Monday, April 04, 2016

Prayer Room (at Redeemer)

Redeemer Prayer Room, 4/3/16

God gave me a vision to have a Prayer Room in our church building. I felt we were to begin with bare walls, a table, and two chairs. I want the room, at least for now, to be uninterpreted. Because things - icons, painting, photos, drawings, etc. - are an interpretation of this space which channel peoples' hearts and minds into a certain direction. I see this room as being fluid. We'll add or subtract as God leads. In this way it will be like our church's sanctuary, which changes from week to week, as God leads.

The purpose of this room must remain clear: it is for praying. So, as far as I hear God leading me, its beginning must be austere, a relatively blank slate upon which God will write his thoughts on our hearts. Let me further explain.

I did a two-year degree in Music Theory. One of my requirements was to learn some basic piano skills. This, of course, required practice, in a designated practice room.

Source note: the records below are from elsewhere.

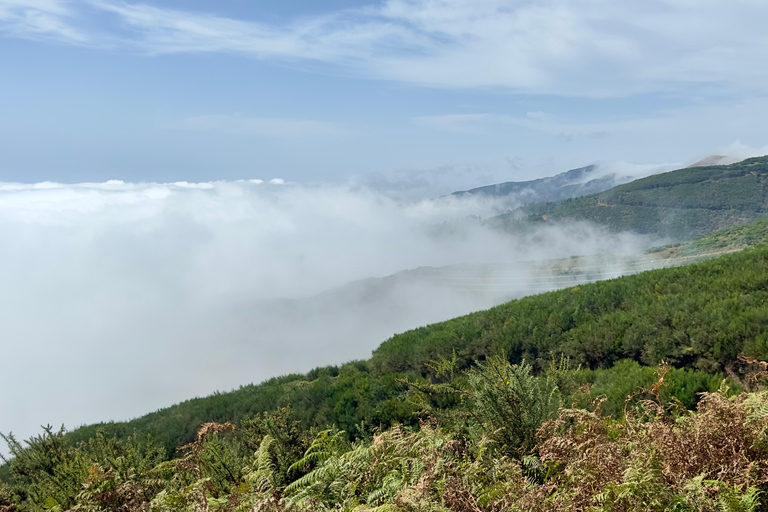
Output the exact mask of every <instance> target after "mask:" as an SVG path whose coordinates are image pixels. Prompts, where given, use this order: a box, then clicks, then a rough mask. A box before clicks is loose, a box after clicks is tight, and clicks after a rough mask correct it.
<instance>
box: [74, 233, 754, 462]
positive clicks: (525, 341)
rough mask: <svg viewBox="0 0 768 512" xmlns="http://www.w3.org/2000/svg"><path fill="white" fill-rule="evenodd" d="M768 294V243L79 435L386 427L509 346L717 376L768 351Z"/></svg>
mask: <svg viewBox="0 0 768 512" xmlns="http://www.w3.org/2000/svg"><path fill="white" fill-rule="evenodd" d="M766 299H768V248H758V249H751V250H747V251H745V252H743V253H737V254H730V255H726V256H723V257H720V258H717V259H713V260H709V261H706V262H702V263H698V264H695V265H689V266H685V267H675V268H669V269H660V270H655V271H650V272H645V273H642V274H638V275H634V276H628V277H623V278H619V279H613V280H609V281H602V282H598V283H593V284H589V285H583V286H578V287H573V288H569V289H565V290H559V291H555V292H549V293H546V294H542V295H538V296H533V297H526V298H523V299H520V300H515V301H511V302H509V303H506V304H503V305H501V306H498V307H495V308H492V309H489V310H487V311H482V312H478V313H473V314H470V315H466V316H463V317H460V318H456V319H453V320H449V321H447V322H443V323H439V324H434V325H430V326H427V327H422V328H419V329H414V330H412V331H408V332H405V333H403V334H399V335H396V336H394V337H393V338H391V339H390V340H388V341H386V342H384V343H383V344H382V345H381V346H380V347H379V348H378V349H377V350H376V351H375V352H374V354H373V357H372V358H371V359H369V360H367V361H356V362H351V363H347V364H344V365H342V366H338V367H337V366H330V367H325V368H318V369H315V370H312V371H311V372H309V373H308V374H306V375H288V376H284V377H279V378H274V379H270V380H268V381H266V382H264V383H262V384H259V385H249V386H244V387H242V388H240V389H238V390H235V391H232V392H229V393H217V394H214V395H212V396H209V397H206V398H196V399H193V400H189V401H187V402H183V403H181V404H178V405H175V406H172V407H169V408H167V409H163V410H160V411H157V412H154V413H152V414H148V415H146V416H143V417H141V418H137V419H135V420H132V421H129V422H123V423H108V424H100V425H92V426H88V427H82V428H80V429H77V430H75V431H74V432H72V433H70V434H68V436H69V437H70V438H71V440H72V442H78V441H85V440H88V439H90V438H92V437H93V436H94V435H95V433H96V432H97V430H99V429H103V430H104V431H105V432H106V433H107V434H108V435H117V436H118V437H120V438H123V439H124V438H127V437H128V436H130V435H133V433H134V432H137V433H139V434H140V435H151V436H152V438H153V439H155V441H156V442H157V443H159V444H160V445H161V446H162V447H163V448H164V450H165V451H166V453H168V454H169V455H172V454H174V453H175V450H176V448H177V447H179V446H182V445H184V444H187V443H189V442H191V441H192V440H193V439H194V436H195V432H196V430H197V428H198V426H199V425H201V424H203V423H207V422H220V423H225V422H228V421H230V422H233V423H235V424H240V423H241V422H242V421H244V420H247V419H249V418H253V417H255V416H258V415H259V414H261V413H264V412H268V411H273V410H276V409H278V408H281V407H289V406H290V407H291V420H292V421H298V422H299V424H300V425H301V428H302V429H303V430H308V429H311V428H313V427H314V428H324V427H326V426H328V425H336V426H337V427H338V428H340V429H342V430H344V431H346V432H347V433H348V434H349V436H350V437H352V438H354V437H356V436H362V435H364V434H365V433H366V432H369V431H370V429H371V428H372V427H377V426H379V425H384V426H387V425H392V424H394V423H403V424H406V425H416V424H417V422H418V415H417V410H416V409H415V407H414V405H413V404H412V403H411V402H410V401H409V400H407V399H406V398H405V390H406V386H404V385H403V380H404V379H409V380H410V381H412V382H418V381H427V380H434V379H436V378H437V376H436V374H435V372H434V371H433V370H432V369H431V368H430V362H431V361H434V360H436V359H438V358H440V357H443V358H446V359H450V358H452V357H453V354H454V353H455V354H456V357H457V361H458V362H459V366H460V369H462V370H463V369H467V368H469V367H471V366H472V365H473V364H474V361H475V360H480V361H482V360H484V359H485V358H486V357H488V356H490V355H493V354H497V353H505V354H507V356H508V358H509V360H510V361H511V362H513V363H520V362H522V361H523V360H525V361H528V362H529V364H531V365H532V366H533V369H534V371H535V372H540V371H542V370H543V369H545V368H546V367H547V366H548V365H549V363H550V361H551V359H552V357H553V356H554V357H560V356H564V357H568V358H570V360H571V361H572V362H573V363H574V364H576V365H582V366H583V367H584V368H585V369H600V368H609V367H611V366H612V365H614V364H615V363H616V362H618V361H620V360H622V359H629V360H633V361H637V362H640V363H642V364H644V365H646V366H654V365H656V364H658V363H659V362H660V361H662V360H666V361H669V362H670V363H671V364H673V365H674V366H676V367H680V368H689V369H698V370H700V371H703V372H705V373H707V374H717V373H718V372H733V371H734V364H735V363H736V358H737V357H738V356H739V355H740V354H746V355H748V356H750V357H755V358H758V359H766V358H768V329H766V327H767V326H768V300H766ZM644 378H645V379H647V376H646V377H644ZM642 382H647V380H643V381H642ZM638 385H640V382H639V381H638ZM710 388H711V386H710V385H709V384H707V385H702V386H700V387H699V388H697V390H699V391H706V390H709V389H710ZM689 396H690V394H689ZM623 398H624V397H623V396H619V397H618V398H617V400H619V401H620V400H622V399H623ZM688 405H691V404H690V400H689V401H688Z"/></svg>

These practice rooms were empty, except for a piano, piano bench, and a chair for the teacher. Austerity ruled. Music practice rooms are the ultimate anti-sports bar environments. There were no pictures on the walls. There was nothing to divert one's eyes and attention away from the focus, which was the instrument. You cannot learn the instrument without concentration.

I once had a student who was a Coptic monk. He lived at the Monastery of St. Anthony of Egypt of the Fourth Century. He called his room a "cell." His cell contained only a bed and four walls that were bare, except for a cross. A music practice room is a monastic cell, containing one thing, which is the object of one's focus.

Such rooms promote purity of heart. They are places of least distraction, focused environments that are serious about purpose. Within them, the distracted mind is channeled into a river where all things flow.

Jesus told his disciples to pray in their secret room,[1] with the door closed. These rooms were barren and bare-walled, except for perhaps symbols of a fish, or a cross.[2] An uncluttered prayer chamber facilitates focus on God. Undistraction increases the possibility of God-attraction.

            Jesus often withdrew to lonely places where he prayed.[3] In such places, praying is more effective.

My church is a praying church. This room is set apart for us to pray.

[1] Matthew 6:6, tameion.
[2] See, e.g., James Charlesworth, Jesus Within Judaism, on the discovery of the house of Peter and what was found on the walls. New York: SPCK, 1989.